Die Klägerin ist Organträgerin einer GmbH, die ein Alten– und Pflegeheim betreibt (umsatzsteuerfreie Tätigkeit). Im Jahr 2003 errichtete die GmbH in einem Anbau eine Cafeteria, die für Besucher durch einen Außeneingang und für Heimbewohner durch den Speisesaal des Pflegeheims zugänglich war. Die Klägerin ging zunächst davon aus, dass sie die Cafeteria ausschließlich für steuerpflichtige Umsätze nutze. Demgegenüber sah es das FA als unwahrscheinlich an, dass überhaupt keine Heimbewohner mit ihren Besuchern die Cafeteria aufsuchten und nutzten. Daraufhin kam es zu einer sog. tatsächlichen Verständigung, nach der eine steuerfreie Nutzung der Cafeteria zu 10 % angenommen wurde. Dies führte zu einer Berichtigung nach § 15a UStG für die Jahre ab 2003. Im Anschluss an eine Außenprüfung ging das FA davon aus, dass die GmbH in den Streitjahren in der Cafeteria keine Warenumsätze mehr ausgeführt habe (Gewerbeabmeldung im Februar 2013). Dies habe eine weiter gehende Berichtigung nach § 15a UStG zur Folge, da überhaupt keine Nutzung für Umsätze mit Recht auf Vorsteuerabzug vorliege.

Der BFH hat entschieden, dass der bloße Leerstand ohne Verwendungsabsicht keine Änderung der Verhältnisse darstellt.
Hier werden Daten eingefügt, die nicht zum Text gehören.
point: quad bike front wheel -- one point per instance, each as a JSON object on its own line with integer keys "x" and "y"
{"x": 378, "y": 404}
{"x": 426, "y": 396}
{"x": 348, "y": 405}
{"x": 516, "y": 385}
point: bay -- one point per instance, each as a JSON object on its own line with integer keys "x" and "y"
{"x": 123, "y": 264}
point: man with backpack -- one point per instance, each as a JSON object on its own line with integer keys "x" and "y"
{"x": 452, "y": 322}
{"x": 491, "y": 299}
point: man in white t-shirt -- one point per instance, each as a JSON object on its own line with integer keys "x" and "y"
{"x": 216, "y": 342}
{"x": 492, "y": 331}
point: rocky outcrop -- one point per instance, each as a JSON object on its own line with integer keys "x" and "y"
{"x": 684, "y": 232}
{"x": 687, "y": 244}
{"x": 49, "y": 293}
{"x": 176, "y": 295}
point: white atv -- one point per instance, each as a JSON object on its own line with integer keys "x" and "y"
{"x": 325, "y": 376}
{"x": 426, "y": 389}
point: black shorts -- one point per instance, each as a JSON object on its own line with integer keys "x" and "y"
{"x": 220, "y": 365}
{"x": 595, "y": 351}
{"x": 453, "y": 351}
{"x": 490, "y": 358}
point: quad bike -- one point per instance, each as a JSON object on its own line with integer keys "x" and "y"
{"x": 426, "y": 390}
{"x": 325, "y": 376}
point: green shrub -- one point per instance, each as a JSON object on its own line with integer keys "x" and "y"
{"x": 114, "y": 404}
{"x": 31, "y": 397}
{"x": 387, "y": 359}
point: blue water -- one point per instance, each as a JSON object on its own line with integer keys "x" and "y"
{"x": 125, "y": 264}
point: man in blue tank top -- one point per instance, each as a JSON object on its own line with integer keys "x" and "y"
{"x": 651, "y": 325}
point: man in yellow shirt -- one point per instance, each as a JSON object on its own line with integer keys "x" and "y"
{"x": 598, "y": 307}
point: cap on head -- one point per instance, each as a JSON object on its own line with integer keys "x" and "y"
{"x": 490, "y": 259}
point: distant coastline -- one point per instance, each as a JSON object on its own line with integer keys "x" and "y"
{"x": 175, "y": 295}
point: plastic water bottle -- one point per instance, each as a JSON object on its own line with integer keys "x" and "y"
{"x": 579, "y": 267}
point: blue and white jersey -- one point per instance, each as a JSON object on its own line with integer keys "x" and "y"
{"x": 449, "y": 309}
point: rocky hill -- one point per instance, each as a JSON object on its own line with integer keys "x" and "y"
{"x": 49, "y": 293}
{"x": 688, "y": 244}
Zur Vorsteuerberichtigung hat der EuGH in seinem Urteil v. 09.07.2020, C 374/19 „Finanzamt Bad Neuenahr-Ahrweiler“ entschieden, dass Art. 184, 185 und 187 MwStSystRL „einer nationalen Regelung nicht entgegenstehen, nach der ein Steuerpflichtiger, der das Recht erworben hat, die auf die Errichtung einer zur Nutzung sowohl für besteuerte als auch für steuerbefreite Umsätze bestimmten Cafeteria im Anbau eines von ihm umsatzsteuerfrei betriebenen Alten- und Pflegeheims entfallende Vorsteuer anteilig abzuziehen, zur Berichtigung des ursprünglichen Vorsteuerabzugs verpflichtet ist, wenn er jeglichen besteuerten Umsatz in den Räumlichkeiten dieser Cafeteria eingestellt hat, sofern er weiterhin steuerbefreite Umsätze in diesen Räumlichkeiten getätigt und diese somit nunmehr ausschließlich für diese Umsätze genutzt hat“. Entscheidend ist hierfür, dass „die Räumlichkeiten der genannten Cafeteria (...) nicht leer stehen, sondern nunmehr ausschließlich im Rahmen steuerbefreiter Umsätze genutzt werden“ (EuGH, Urteil v. 09.07.2020, C 374/19 „Finanzamt Bad Neuenahr-Ahrweiler“, Rz 30). Auf dieser Grundlage kommt es darauf an, ob die Räumlichkeiten der Cafeteria nunmehr „ausschließlich für die Zwecke der steuerbefreiten Umsätze der Klägerin des Ausgangsverfahrens verwendet wurden, was jedoch vom vorlegenden Gericht zu überprüfen ist“.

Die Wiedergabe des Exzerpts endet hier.